Depauperada e com uma filha – Frederica (Morfydd Clark) – a seu cargo, Lady Susan chega a Churchill com um único objectivo em mente: garantir um futuro com estabilidade financeira. Para tal, o “alvo a abater” será Reginald De Courcy (o australiano Xavier Samuel, que já pudemos ver na saga “Twilight”), irmão mais novo de Lady Catherine, com quem pretende dar o nó. Depois de tentar a sorte com Lord Manwaring, a primeira personagem a ser apresentada como “um homem divinamente atraente”, eis que a protagonista decide “deixá-lo cair”, uma vez que pesa sobre ele um terrível inconveniente: Lord Manwaring é casado. Logo, a disponibilidade e a inocência de De Courcy vão ao encontro dos seus desígnios. E é aqui que “Amor e Amizade” (“Love & Friendship” no original) se converte numa master class de manipulação: sempre que há suspeitas em torno do carácter de Lady Susan, rapidamente são dissipadas; sempre que surgem rumores indiscretos sobre o seu passado, depressa se desvanecem. Lady Susan manipula toda a gente em seu redor com a habilidade de um político experiente sem nunca perder a compostura. Para tal contribui o facto de nunca abandonar o luto, exibindo um aspecto de viúva respeitável.
Mesmo no momento em que Frederica se apresenta como uma ameaça aos seus planos, Lady Susan não desarma: em modo de retaliação, convida Sir James Martin (Tom Bennett) a visitá-las em Churchill, prometendo-lhe a mão da filha. O problema é que esta foge de Sir James como o diabo da cruz, já que se trata do tolo da companhia. “Mas o casamento é para toda a vida!”, protesta Frederica. Ao que a mãe habilmente responde: “Não foi o meu caso.” E, embora haja inúmeras situações caricatas em torno deste convidado – desde crer que existem Doze Mandamentos a procurar uma igreja (church) e uma colina (hill) em Churchill -, a viúva insiste: “Ele é bastante tonto, mas não deixa de ter um certo charme.”
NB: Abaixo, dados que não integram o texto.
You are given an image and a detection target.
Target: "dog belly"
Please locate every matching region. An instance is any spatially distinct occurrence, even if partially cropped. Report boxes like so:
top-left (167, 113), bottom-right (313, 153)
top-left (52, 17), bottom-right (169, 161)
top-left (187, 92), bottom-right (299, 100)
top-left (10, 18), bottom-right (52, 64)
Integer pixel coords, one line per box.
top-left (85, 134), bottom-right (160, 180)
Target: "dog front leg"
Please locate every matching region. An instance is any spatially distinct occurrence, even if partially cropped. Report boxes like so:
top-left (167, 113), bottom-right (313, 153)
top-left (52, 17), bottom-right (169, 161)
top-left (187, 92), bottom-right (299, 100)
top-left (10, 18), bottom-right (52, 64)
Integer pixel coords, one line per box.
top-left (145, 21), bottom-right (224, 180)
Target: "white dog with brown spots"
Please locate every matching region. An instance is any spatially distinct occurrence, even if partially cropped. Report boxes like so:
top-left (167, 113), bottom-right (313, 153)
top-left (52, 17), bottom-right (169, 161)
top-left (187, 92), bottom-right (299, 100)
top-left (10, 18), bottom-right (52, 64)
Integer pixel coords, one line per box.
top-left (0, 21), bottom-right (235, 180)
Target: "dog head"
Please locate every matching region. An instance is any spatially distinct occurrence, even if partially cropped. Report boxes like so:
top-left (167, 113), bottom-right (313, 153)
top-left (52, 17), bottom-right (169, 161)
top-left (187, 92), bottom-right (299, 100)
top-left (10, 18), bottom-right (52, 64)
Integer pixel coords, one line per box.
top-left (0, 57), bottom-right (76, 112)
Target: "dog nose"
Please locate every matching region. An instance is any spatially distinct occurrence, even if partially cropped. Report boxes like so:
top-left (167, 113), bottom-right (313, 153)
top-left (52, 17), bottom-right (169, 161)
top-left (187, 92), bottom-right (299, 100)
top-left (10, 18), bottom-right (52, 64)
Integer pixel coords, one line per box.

Tudo isto acontece sob o olhar atento da norte-americana Mrs Alicia Johnson (Chloe Sevigny), a sua única amiga e confidente. Apesar de ser a aliada perfeita, pois estamos perante uma mulher sem escrúpulos, Mrs Johnson tem, segundo Lady Susan, um grave defeito: é casada com um homem “demasiado velho para obedecer e demasiado novo para morrer.” (Stephen Fry é o marido em questão, num papel um tudo-nada incipiente para se fazer notar.) Embora Stillman tenha retirado esta frase da novela de Austen, não deixou de introduzir a sua própria marca – como na cena em que o pai de De Courcy (James Fleet) lê uma carta em voz alta, insistindo em referir toda a pontuação.
Este é, aliás, o principal motivo por que este filme se tornou um projecto tão bem-sucedido: os diálogos, muitas vezes assumindo o ritmo de uma screwball comedy, estão repletos de humor e nunca há a tentação de redimir Lady Susan, que guarda a sua jogada mais brilhante para o fim. Kate Beckinsale, que já tinha desempenhado o papel de Emma Woodhouse sob a direcção de Whit Stillman, é absolutamente primorosa. Nunca a perfídia teve tanta graça. Nunca uma comédia de costumes foi tão encantadora. Será difícil ultrapassar a fasquia.